Voltei pra Manaus e fui ao apartamento ver meu pai. Ele não me
respondeu, já completamente dentro do seu próprio mundo, distante daqui. Pedi
um violão e, então, comecei a tocar. As lágrimas caíram, eu sentado e ele
deitado na cama. Tirei do baú as canções que sempre cantávamos juntos: "Azulão",
"Por que tu te escondes", "Linda vida", "Pai
velho", "Quem me levará sou eu", "Faz escuro, mas eu
canto". Fiquei ali cantando por mais de trinta minutos, a primeira vez em
nossas vidas que ele não cantou junto comigo.
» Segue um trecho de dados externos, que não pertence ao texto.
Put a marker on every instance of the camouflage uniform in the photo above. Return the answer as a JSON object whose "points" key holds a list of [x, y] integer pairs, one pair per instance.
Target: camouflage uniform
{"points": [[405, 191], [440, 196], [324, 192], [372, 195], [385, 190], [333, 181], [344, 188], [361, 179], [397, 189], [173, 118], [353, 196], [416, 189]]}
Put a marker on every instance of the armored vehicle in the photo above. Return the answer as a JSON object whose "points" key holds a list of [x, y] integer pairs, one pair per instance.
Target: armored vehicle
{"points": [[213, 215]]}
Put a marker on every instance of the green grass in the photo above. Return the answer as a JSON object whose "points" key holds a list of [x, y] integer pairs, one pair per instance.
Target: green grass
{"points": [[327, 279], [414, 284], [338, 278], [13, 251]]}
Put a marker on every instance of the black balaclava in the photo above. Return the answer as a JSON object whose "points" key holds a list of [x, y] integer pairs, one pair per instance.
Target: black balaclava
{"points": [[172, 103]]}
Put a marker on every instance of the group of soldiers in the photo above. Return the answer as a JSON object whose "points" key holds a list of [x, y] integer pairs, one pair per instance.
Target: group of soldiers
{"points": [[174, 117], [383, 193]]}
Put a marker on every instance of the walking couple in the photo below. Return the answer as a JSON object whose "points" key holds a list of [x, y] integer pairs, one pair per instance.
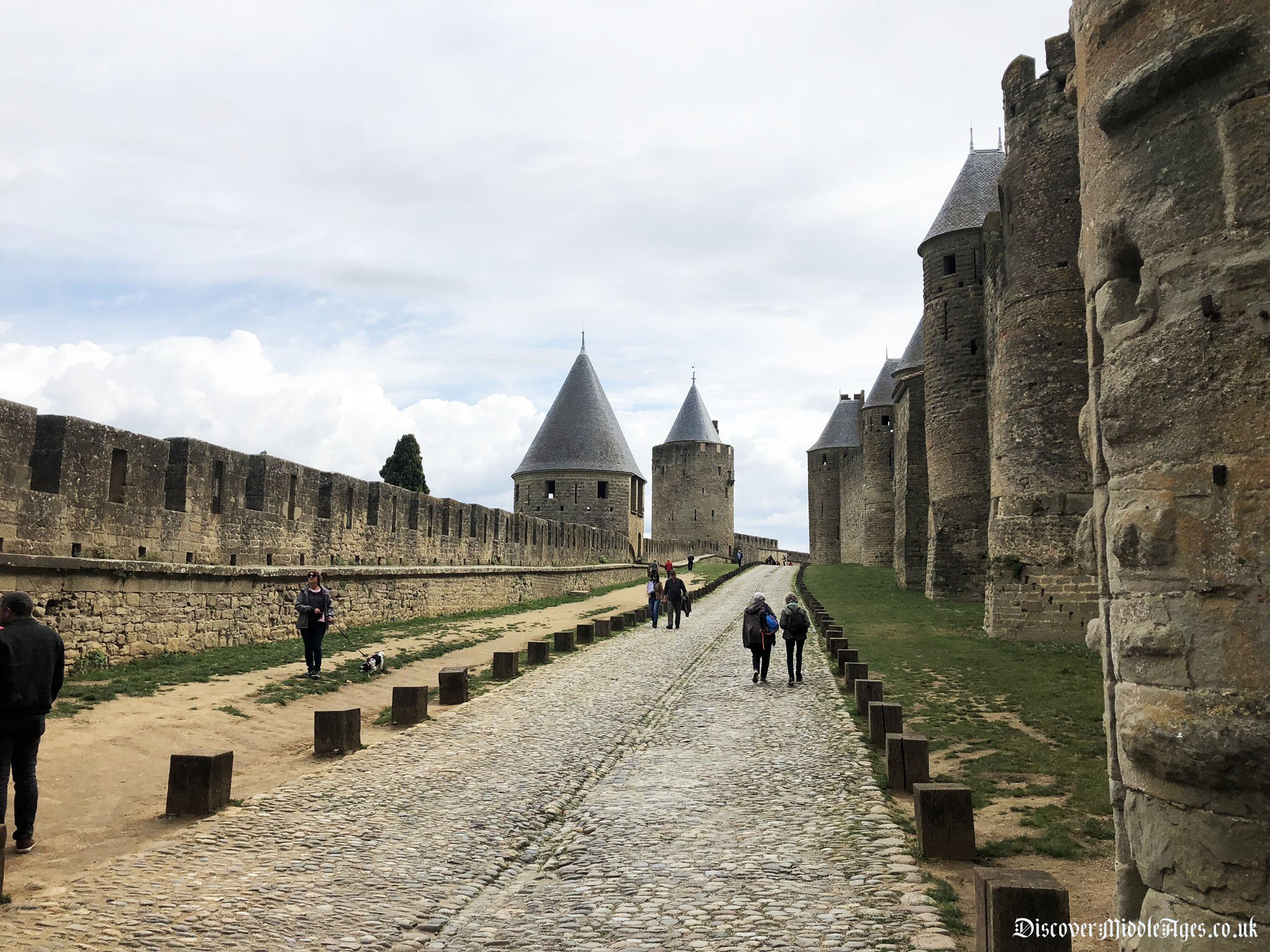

Foi um concerto de despedida. A
nossa despedida tinha que ser com música e poesia, universo no qual sempre nos
encontrávamos.
Saí dali e fui comer um pacu assado de brasa em sua homenagem. Botei bastante pimenta murupi e tomei um suco de taperebá pra aliviar o peito. No dia seguinte, logo cedo pela manhã, papai atravessou o rio da vida. Morreu dormindo, bravo merecedor. Parece que estava só me esperando para seguir à Casa do Infinito. Sincronicidade astral, projeto dos deuses, dádiva da natureza. Ele foi em paz. Estamos de luto, mas em breve cantaremos com alegria, como ele sempre nos ensinou.